By Joel Stern (adapted by SVM)

Investment analysts often say that a company's common shares command a particular price/earnings ratio (PE) because the market is already discounting the company's earnings for next year. In reality, share prices are not determined as simply as that.

A casual look at the stock market shows that the time horizon for discounting a company's profits must be extremely long if the resulting value is to equal a company's current share price. Furthermore, there is considerable evidence that investors place most emphasis on a company's expected future Free Cash Flow (FCF), which is equal to net operating profit after taxes (NOPAT) minus the incremental capital necessary to maintain an anticipated rate of growth in NOPAT.

Focusing on profits alone rather than on FCF can lead to double-counting and an overstatement of a company's intrinsic value. Only rarely are NOPAT and FCF the same: normally FCF is less.

DISCOUNTING

What is discounting? When employed to describe the behavior of share prices, it means that the pattern of cash receipts is adjusted according to when they occur. A cash receipt of $100 next year is less valuable than $100 received today. A discount rate of 10 per cent means that $100 received a year from now has a current value of only $91, because $91 invested today to earn 10 per cent will be worth $100 next year. Converting $100 next year into $91 today is called "discounting." In this example the $100 is being discounted at an annual rate of 10 per cent.

Discounting is important to management because investments which look highly profitable may, in fact, have very low rates of return if the anticipated profits do not materialize for several years. An example is the continuing delay in drilling and extracting oil. Furthermore, there is good evidence that investors employ discounting when evaluating profit prospects. Since the expected rate of return on new investments is one of the key determinants of NOPAT and FCF and hence of share prices, discounting is an integral part of the valuation process in the stock market.

The analysts who say that a company's PE is the result of the market discounting next year's profits implies that the time horizon for discounting a company's profitability is very short - perhaps only a year. This is wrong: there is evidence that the time horizon is extremely long. It is virtually infinite for common shares, debentures and preferred shares.

An example may convince the skeptical reader. Assume a firm's shares command a PE of, say, 60. Such a high PE might be found in a company with a 15 per cent expected annual rate of profits growth. If current profits are 51 and the current share price is 560, profits for the next five years would be expected to be $1.15, $1.32, $1.52, $1.75 and $2.01. If these future earnings are simply added together and no discounting applied to reflect the time value of money, the present value of the next five years' profits is $7.75, considerably less than the current share price of $60. Thus, even with a discount rate of zero the time horizon for discounting profits must exceed five years. In this example the time horizon for discounting future profits is almost 17 years using a zero discount rate. That is, it would take the sum of almost 17 years' profits to equal the current share price of $60.
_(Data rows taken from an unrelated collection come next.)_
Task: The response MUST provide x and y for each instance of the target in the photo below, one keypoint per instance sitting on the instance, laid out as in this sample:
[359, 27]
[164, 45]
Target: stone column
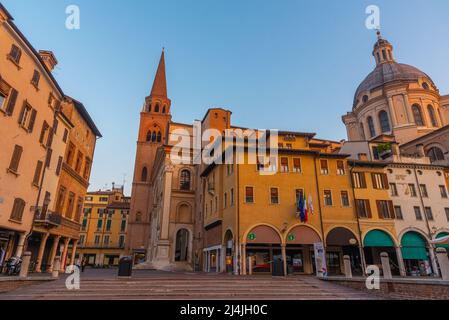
[443, 261]
[433, 261]
[40, 253]
[347, 264]
[284, 259]
[402, 270]
[384, 258]
[243, 259]
[64, 254]
[54, 250]
[56, 267]
[20, 245]
[25, 265]
[74, 248]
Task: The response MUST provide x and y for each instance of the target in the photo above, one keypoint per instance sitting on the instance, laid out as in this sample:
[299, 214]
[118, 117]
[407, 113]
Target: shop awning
[413, 247]
[377, 238]
[442, 240]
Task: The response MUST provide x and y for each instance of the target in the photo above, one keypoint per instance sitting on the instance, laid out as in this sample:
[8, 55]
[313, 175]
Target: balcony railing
[48, 218]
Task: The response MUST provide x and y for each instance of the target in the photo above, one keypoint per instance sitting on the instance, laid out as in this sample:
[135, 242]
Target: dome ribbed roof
[389, 72]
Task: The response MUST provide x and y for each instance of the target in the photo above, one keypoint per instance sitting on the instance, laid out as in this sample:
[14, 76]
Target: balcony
[48, 218]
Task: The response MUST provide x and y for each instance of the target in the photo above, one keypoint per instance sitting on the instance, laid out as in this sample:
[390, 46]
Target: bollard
[348, 270]
[250, 266]
[56, 267]
[443, 261]
[386, 265]
[25, 264]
In the real world where discount rates are frequently close to 10 per cent, the time horizon for earnings growth must be much longer.

CASH FLOW

Astute investors do not discount conventional profits. Rather, they discount Free Cash Flow (FCF) which is NOPAT minus the new capital needed to generate an anticipated rate of growth in NOPAT.

Because NOPAT and FCF are identical only when the magnitude of a company's investment opportunities is equal to the amount of depreciation, FCF is almost always less than NOPAT. Consequently, to calculate a company's current share price from future FCF, rather than from future NOPAT, requires an even longer time horizon than that indicated in the example.

The shortcoming of discounting NOPAT is that tomorrow's profits are likely to be the result of investing a part of current profits back into the business. Hence, discounting expected future NOPAT usually involves discounting a portion of a particular year's NOPAT more than once. The unfortunate product of such a procedure is an overstatement of a company's intrinsic value.